To that end, on 6th December in Accra, Ghana, one of the two drivers behind the EOF, the Global Steering Group for Impact Investment organized a Dialogue on this “revolutionary impact [investment] movement.” The other driver is the Education Commission. Sharing the stage with the CEO of the EOF was the CEO of Bridge International Academies—the operator of a reckless company found by courts in Uganda and Kenya to be operating illegally.

Is this the type of ‘non-state actor’ the EOF has in mind?

Liberia does not need the further meddling of foreign privatizers

The other country on top of the EOF list is Liberia. In so far as Liberia is concerned, it has been tortured enough with the privatization of education in the form of an experiment announced by the previous administration aimed at outsourcing all of its primary and pre-primary schools to private providers privileging Bridge International Academies.

A year into the experiment, the Liberian government commissioned evaluation found that the program was not cost effective, not sustainable and not without “negative side effects on other schools.” Bridge International Academies was found to have shut out thousands of children from schools they were enrolled in prior to them being taken under their control.

The current administration, under the presidency of George Weah, has frozen this program. It did not extend contracts with the private providers nor did it proceed to increase the number of schools handed over to private operators as per the previous government’s plan.

Liberia does not need the likes of the EOF to continue pushing an ideological agenda promoting privatization.

Liberia’s schools should be reintegrated within its public-school system. Evidence has shown that any student gains associated with the outsourcing of schools to private operators were smaller than reported and, modest as they were, could have also been made in regular schools had they also enjoyed a similar funding advantage as the pilot schools.

Ripping off the poor

The EOF is described as an innovation in education financing, which aims to raise $1 billion in development impact bonds.

These bonds work by employing investment capital to pay for education provision, or education related services, offered by private actors. If so-called ‘outcomes targets’ are met, investors receive a return on their investment. That return, to be provided by tax payer funded aid, may be four times their input.
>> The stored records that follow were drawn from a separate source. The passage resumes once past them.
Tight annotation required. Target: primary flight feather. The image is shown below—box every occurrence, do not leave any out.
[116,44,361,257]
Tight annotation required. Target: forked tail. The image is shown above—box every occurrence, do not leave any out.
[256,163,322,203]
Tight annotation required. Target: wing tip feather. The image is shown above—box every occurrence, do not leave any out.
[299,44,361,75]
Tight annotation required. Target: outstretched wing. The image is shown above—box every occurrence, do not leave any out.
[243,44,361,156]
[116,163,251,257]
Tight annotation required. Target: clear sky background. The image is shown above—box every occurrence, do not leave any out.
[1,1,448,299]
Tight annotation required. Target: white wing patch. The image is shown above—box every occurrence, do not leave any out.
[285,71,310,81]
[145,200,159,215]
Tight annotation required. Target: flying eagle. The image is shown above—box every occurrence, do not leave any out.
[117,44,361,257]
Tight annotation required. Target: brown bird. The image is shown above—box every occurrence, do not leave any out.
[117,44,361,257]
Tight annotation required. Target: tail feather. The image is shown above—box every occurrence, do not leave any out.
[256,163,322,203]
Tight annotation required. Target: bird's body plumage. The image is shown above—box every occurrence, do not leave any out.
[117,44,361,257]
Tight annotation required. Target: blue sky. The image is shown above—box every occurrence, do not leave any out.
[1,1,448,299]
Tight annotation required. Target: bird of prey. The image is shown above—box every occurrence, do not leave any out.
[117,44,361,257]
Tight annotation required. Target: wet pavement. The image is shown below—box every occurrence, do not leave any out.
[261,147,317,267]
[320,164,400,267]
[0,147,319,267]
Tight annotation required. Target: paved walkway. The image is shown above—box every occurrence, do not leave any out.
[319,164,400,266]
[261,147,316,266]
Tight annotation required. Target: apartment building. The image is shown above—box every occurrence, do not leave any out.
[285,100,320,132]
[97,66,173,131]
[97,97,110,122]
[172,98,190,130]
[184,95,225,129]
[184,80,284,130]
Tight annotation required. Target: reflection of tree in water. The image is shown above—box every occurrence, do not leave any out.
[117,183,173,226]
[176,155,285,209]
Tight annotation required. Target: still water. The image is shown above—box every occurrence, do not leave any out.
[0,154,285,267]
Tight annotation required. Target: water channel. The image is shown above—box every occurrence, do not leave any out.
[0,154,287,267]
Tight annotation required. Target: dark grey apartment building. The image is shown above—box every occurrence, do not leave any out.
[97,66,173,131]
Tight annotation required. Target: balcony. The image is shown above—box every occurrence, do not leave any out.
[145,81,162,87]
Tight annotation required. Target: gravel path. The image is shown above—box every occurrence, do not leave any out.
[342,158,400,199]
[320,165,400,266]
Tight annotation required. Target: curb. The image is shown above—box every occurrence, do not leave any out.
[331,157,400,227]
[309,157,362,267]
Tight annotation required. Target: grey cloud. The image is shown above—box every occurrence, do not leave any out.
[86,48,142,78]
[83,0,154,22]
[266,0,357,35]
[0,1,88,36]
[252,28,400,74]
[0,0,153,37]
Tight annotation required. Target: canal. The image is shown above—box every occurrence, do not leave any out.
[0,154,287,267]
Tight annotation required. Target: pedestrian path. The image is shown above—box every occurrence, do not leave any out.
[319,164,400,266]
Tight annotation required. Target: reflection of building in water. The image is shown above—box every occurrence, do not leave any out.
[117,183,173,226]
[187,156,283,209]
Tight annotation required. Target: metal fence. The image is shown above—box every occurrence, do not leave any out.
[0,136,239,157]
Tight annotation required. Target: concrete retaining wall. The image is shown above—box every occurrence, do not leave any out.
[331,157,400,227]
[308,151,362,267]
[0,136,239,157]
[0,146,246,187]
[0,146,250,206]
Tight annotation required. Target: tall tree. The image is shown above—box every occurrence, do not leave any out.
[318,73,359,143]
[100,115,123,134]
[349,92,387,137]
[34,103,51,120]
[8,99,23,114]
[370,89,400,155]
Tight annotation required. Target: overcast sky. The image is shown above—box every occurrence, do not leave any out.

When did it become okay to spend scarce tax payer funded aid intended for children’s well-being to line the pockets of profiteers? Education must be universally embraced as a human right and a public good, not a market commodity.

The EOF argues that its model’s strength lies in the fact that it will only pay for “outcomes” achieved. However, results-based financing of education creates perverse incentives to invest in narrow, superficial short-term gains, rather than in the holistic development of the child.

Notably, a quest for narrow outcomes and the involvement of profit-making organizations in education can lead to the further marginalization of the most vulnerable groups in society.

Furthermore, outcomes are to be measured by an ‘independent’ evaluation undertaken by related entities or edu-business, raising serious issues about transparency and potential conflicts of interest.

In 2017 United Nations Special Envoy for Global Education, Gordon Brown, chair of the Education Commission and now EOF Advisory Board Chair, rightly said before a UK parliamentary Inquiry:

We cannot rely on either the charitable sector or the private sector providing the guarantee of universal education, because they cannot. What we have to do is ensure there is sufficient public provision and funding of education so that we meet our goals.

Brown went on to say, our Sustainable Development Goal is interpreted by everyone as universal free primary and secondary education, and if we do not meet that by 2030, while having spent money on other things, we will be rightly condemned.” So, what’s changed, Gordon?

Towards this aim, education financing must be sustainable, predictable and principled. There are no shortcuts. It is only through well-funded public education that we will achieve quality education for all, not through attempting to establish new finance mechanisms that undermine the right to education.